Study Warns of High Tsunami Risk for Morocco and Spain in Next 30 Years

– bySaid@Bladi · 2 min read
Study Warns of High Tsunami Risk for Morocco and Spain in Next 30 Years

Twenty years after the devastating tsunami in the Indian Ocean, which claimed the lives of nearly 228,000 people, the question of the risk of such an event is being raised with acuity, particularly for Morocco.

A 2021 study by the CSIC (Spanish National Research Council) states that Spain has almost a 100% chance of being hit by a tsunami in the next 30 years, and Morocco, located just across the Alboran Sea from Spain, is also under threat.

Although Europe is less exposed to submarine earthquakes, the Intergovernmental Oceanographic Commission sounded the alarm in 2022: the probability of a tsunami of more than one meter in the Mediterranean in the next 30 years is close to 100%. These waves, classified at the highest level of severity, could cause a real disaster.

In Spain, the Averroes fault, located in the Alboran Sea, is the major source of concern. According to a CSIC study, this fault could generate a magnitude 7 tsunami, with six-meter waves reaching the Andalusian coast, Melilla and northern Morocco in just thirty minutes. Morocco would therefore be directly impacted, particularly the Rif region.

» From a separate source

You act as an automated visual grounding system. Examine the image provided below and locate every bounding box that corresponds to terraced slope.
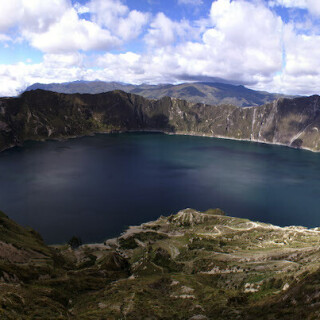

"These are episodes that are too rapid for the current early warning systems to work effectively. When an earthquake occurs in the Pacific or Atlantic, even with waves reaching twenty or thirty meters, there is an evacuation time between the moment the detection systems alert and the arrival of the tsunami on the coast. In the Alboran Sea, given that it is a small and narrow area, this time would not exist," explains Ferran Estrada, a researcher at the CSIC, to La Razón.

Spain has experienced tsunamis in the past. In 1755, an earthquake off the coast of Lisbon caused a tsunami with fifteen-meter waves, devastating Cadiz, Huelva and the Canary Islands. If such an event were to occur again today, Morocco could also be affected.